Brazilian airline GOL Linhas Aéreas Inteligentes voluntarily filed for Chapter 11 bankruptcy in the United States Bankruptcy Court for the Southern District of New York. GOL entered the process with a financing commitment for $950 million in new debtor-in-possession financing from members of an ad hoc group of bondholders from Abra.

GOL will seek access to the DIP funding as part of its first day hearing. The financing is subject to court approval and, along with cash generated from ongoing operations, will provide liquidity to support operations in the normal course during the Chapter 11 process.

With the support of the court-supervised process and the additional liquidity from the DIP financing, GOL’s passenger flights, its GOLLOG cargo flights, Smiles Loyalty program and other company operations are continuing in the normal course.
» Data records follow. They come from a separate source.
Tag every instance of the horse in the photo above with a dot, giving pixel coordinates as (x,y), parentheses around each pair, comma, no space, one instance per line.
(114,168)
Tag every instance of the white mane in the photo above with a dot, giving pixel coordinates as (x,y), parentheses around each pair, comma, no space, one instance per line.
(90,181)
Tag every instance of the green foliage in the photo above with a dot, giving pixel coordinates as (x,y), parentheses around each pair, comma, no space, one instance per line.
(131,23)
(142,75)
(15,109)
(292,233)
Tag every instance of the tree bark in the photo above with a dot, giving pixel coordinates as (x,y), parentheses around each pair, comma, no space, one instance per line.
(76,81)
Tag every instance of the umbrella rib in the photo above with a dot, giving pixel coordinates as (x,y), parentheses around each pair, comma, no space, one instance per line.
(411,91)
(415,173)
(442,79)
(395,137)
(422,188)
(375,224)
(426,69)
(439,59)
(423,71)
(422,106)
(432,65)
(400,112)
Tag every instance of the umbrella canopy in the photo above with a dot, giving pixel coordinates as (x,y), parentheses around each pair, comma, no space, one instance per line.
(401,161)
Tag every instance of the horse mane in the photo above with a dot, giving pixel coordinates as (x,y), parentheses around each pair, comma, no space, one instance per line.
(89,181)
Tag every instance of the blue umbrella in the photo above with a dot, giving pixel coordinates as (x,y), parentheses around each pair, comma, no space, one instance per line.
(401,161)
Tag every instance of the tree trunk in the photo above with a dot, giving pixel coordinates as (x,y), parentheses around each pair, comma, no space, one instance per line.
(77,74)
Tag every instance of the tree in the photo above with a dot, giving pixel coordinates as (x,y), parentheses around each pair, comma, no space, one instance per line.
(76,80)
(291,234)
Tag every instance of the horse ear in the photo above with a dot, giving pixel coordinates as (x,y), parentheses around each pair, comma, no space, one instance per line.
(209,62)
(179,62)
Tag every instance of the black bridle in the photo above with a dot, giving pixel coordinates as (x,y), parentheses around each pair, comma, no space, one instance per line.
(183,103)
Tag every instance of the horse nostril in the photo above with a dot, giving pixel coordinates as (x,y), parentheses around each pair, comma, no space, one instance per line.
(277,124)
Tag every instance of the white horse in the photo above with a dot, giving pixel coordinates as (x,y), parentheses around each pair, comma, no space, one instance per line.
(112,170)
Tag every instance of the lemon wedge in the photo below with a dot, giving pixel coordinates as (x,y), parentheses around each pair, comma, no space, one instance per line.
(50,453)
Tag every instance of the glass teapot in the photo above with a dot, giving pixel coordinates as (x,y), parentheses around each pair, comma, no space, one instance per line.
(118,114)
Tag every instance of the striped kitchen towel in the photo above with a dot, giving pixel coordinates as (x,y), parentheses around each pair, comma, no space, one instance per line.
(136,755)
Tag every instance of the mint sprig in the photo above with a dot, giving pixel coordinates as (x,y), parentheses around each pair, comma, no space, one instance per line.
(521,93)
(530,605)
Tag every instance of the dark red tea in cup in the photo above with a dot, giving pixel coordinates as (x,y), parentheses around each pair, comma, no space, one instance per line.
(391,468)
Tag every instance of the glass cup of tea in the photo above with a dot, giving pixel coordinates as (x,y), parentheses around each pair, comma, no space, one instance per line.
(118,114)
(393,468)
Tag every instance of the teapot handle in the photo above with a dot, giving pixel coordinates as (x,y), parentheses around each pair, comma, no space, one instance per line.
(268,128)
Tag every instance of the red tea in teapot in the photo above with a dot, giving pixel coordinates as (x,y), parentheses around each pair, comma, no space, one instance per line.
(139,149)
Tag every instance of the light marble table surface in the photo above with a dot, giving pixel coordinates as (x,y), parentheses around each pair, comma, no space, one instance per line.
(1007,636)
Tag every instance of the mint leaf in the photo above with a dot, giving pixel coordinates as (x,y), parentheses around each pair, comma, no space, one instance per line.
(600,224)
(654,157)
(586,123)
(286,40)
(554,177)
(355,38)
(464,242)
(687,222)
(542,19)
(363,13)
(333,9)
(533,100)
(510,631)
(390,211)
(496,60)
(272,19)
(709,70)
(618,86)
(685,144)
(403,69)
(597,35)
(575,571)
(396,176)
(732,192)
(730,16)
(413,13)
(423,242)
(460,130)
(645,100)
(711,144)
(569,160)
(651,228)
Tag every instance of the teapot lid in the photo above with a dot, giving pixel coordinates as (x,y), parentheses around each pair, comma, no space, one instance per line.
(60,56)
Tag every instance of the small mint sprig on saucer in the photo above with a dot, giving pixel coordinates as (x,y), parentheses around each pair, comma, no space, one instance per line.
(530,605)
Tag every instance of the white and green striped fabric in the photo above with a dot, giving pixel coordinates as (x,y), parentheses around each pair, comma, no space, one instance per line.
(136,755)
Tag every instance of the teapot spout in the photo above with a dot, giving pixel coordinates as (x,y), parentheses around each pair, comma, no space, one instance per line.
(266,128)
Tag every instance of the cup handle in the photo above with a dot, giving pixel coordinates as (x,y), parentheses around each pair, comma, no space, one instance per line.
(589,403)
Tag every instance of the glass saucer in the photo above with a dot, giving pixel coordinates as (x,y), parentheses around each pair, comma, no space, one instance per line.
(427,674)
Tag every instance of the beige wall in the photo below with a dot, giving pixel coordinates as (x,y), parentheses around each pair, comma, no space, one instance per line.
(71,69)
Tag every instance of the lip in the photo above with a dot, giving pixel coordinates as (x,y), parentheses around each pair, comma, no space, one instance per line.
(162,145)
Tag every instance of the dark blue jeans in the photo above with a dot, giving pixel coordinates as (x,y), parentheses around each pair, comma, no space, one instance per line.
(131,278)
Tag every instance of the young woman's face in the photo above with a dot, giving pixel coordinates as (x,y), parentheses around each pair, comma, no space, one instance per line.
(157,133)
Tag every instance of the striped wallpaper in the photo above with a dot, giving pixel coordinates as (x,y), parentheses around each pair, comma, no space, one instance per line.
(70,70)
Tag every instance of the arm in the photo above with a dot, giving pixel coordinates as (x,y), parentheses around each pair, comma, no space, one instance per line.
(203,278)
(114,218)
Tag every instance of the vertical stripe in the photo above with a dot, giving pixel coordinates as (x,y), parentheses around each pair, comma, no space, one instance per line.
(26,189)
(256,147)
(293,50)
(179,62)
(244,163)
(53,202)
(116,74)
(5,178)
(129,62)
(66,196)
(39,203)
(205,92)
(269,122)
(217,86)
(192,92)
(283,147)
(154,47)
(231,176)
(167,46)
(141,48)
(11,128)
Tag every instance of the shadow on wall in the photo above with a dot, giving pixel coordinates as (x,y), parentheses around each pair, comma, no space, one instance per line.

“GOL has undertaken significant efforts to provide the best travel experience for our customers, while improving our profitability and financial position,” Celso Ferrer, CEO of GOL, said. “We have made outstanding progress to date and believe that this process will allow us to fully address the challenges caused by the pandemic while we maintain our high standard of service to our customers. This process will enable GOL to further expand our position as a leading Latin American airline while maintaining our purpose of ‘being the first for all.’ We are confident the steps we are taking will allow us to offer the lowest cost fares with exceptional travel experiences to our customers across an increasing number of routes. Our employees will keep handling their daily activities looking after GOL and the safety and quality of its flights. We are pleased to be moving forward with commitments for new capital that will help advance our long-term strategies, including improving affordability, the travel experience and customer choice.”